A distinção entre celulite pré-septal, orbitária e abscesso é importante porque afeta a estratégia de tratamento. A celulite pré-septal pode ser tratada em regime ambulatorial com antibióticos orais e tópicos. A celulite orbitária já requer hospitalização e antibióticos endovenosos; e o abscesso orbitário pode exigir drenagem cirúrgica. O objetivo da cirurgia é descomprimir a órbita, drenar o abscesso ou abrir seios da face infectados. A demora no atendimento pode resultar em complicações que ameaçam a visão do paciente19. Mortalidade e morbidade grave podem resultar de complicações intracranianas, incluindo meningite, trombose do seio cavernoso e abscesso cerebral.

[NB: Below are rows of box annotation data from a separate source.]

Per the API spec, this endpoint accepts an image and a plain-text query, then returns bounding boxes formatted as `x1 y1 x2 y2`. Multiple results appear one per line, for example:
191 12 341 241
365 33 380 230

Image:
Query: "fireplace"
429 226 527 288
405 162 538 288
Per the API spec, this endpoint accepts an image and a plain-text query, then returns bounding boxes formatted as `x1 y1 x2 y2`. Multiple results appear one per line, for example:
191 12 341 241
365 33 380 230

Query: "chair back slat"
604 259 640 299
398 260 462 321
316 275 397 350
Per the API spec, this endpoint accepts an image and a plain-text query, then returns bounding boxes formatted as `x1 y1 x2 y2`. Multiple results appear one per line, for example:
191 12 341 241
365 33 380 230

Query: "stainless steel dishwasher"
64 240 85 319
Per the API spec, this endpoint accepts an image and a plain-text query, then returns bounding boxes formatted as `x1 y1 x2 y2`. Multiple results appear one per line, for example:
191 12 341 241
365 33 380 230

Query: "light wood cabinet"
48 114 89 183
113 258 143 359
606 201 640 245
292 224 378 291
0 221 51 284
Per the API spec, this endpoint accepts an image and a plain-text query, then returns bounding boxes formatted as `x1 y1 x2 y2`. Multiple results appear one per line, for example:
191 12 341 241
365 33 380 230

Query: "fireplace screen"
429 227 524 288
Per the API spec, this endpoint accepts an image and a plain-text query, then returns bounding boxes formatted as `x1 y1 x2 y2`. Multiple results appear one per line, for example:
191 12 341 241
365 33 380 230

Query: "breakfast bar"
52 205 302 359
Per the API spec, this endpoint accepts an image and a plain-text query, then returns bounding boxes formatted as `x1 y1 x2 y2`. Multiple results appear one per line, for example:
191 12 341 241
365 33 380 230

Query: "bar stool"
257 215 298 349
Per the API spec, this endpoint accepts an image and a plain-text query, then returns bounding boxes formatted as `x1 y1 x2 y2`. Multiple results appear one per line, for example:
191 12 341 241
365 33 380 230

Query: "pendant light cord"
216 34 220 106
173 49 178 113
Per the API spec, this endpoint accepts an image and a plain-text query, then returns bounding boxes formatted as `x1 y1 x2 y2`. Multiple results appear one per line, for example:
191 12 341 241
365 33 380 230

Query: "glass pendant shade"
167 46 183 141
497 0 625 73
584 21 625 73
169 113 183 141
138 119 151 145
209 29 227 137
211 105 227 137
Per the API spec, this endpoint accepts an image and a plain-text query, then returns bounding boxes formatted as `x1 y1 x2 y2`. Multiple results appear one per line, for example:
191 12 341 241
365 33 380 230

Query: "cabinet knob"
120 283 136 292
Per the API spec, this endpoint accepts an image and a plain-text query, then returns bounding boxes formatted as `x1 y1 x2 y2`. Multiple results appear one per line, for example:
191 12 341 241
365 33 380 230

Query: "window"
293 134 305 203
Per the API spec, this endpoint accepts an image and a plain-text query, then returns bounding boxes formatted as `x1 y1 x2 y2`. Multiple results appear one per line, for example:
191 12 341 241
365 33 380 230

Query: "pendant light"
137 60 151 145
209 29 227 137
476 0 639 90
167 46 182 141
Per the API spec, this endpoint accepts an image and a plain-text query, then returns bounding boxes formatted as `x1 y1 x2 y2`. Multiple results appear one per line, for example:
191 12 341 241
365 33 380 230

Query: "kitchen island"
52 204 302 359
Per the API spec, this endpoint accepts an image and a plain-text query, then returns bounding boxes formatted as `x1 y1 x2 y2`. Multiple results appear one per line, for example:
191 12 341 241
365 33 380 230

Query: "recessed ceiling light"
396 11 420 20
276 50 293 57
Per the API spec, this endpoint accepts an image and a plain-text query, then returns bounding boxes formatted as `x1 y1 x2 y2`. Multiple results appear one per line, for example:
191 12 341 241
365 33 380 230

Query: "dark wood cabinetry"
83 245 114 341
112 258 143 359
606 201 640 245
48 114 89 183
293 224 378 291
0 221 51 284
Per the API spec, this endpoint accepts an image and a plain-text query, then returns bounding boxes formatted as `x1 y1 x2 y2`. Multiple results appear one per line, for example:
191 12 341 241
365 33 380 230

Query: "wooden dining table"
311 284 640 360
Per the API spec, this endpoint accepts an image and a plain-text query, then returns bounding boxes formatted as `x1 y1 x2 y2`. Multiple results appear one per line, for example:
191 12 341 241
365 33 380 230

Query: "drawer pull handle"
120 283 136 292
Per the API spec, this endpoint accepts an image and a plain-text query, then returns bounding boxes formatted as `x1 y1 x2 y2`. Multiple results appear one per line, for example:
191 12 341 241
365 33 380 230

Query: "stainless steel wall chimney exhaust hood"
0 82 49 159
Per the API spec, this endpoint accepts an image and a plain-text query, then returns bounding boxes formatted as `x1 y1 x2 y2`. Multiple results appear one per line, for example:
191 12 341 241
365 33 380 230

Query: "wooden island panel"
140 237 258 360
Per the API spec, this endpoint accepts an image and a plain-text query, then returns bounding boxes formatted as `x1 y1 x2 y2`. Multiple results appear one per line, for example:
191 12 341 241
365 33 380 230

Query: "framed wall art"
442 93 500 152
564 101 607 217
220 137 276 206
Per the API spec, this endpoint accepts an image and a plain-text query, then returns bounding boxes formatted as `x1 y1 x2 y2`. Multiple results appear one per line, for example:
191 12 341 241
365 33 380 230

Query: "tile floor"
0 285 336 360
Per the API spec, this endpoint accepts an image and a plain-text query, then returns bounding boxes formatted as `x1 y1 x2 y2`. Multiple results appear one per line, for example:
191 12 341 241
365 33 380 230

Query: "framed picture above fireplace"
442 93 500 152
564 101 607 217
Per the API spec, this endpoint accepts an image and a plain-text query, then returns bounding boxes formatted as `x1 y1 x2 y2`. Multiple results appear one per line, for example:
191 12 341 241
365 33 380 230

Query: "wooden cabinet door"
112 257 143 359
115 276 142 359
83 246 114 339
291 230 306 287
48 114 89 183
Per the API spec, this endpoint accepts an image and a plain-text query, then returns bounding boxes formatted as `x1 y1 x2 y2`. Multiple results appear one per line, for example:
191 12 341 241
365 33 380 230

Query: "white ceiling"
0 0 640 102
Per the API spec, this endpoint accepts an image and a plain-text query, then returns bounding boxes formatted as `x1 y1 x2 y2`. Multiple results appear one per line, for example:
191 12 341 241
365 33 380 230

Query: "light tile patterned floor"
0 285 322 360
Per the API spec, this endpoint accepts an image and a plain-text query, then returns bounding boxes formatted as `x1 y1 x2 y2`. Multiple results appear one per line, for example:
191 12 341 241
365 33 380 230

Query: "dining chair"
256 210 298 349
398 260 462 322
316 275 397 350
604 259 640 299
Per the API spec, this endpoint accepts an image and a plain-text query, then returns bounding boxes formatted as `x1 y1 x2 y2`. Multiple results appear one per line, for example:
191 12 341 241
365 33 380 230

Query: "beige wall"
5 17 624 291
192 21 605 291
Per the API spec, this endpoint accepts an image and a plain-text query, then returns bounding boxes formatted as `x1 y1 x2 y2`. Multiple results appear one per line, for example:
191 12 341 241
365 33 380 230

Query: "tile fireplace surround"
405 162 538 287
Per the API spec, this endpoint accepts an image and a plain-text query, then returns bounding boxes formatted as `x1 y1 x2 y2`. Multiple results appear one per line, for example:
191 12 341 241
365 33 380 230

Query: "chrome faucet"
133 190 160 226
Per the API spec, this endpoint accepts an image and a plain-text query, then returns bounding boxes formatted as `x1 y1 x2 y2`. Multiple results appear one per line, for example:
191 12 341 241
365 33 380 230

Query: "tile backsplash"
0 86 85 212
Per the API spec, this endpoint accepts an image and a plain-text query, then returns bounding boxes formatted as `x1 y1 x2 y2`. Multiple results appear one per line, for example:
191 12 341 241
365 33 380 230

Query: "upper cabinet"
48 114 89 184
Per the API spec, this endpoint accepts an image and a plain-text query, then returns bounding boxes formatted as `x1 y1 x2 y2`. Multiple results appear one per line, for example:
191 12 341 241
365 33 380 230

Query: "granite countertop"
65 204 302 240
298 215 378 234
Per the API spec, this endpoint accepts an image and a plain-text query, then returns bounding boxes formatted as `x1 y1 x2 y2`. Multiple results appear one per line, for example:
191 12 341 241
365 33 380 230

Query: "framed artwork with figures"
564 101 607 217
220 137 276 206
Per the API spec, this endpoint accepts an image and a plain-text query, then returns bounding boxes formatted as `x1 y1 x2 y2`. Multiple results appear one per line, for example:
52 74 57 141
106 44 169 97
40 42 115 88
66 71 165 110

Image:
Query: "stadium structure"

Em nossa casuística, todos os pacientes apresentaram recuperação completa com o tratamento. Todos os pacientes com celulite pré-septal responderam ao tratamento local e oral e nenhum deles foi hospitalizado. Internação e antibióticos endovenosos foram necessários em 10 pacientes (aqueles que tinham celulite orbitária ou abscesso). Somente um paciente foi submetido à cirurgia por necessitar drenagem de um abscesso subperiosteal.

CONCLUSÃO

Complicações orbitárias não são frequentes em pacientes com sinusite. Elas são mais comuns em crianças do que em adultos. O prognóstico é favorável; no entanto, podem levar a complicações devastadoras se não tratadas adequadamente.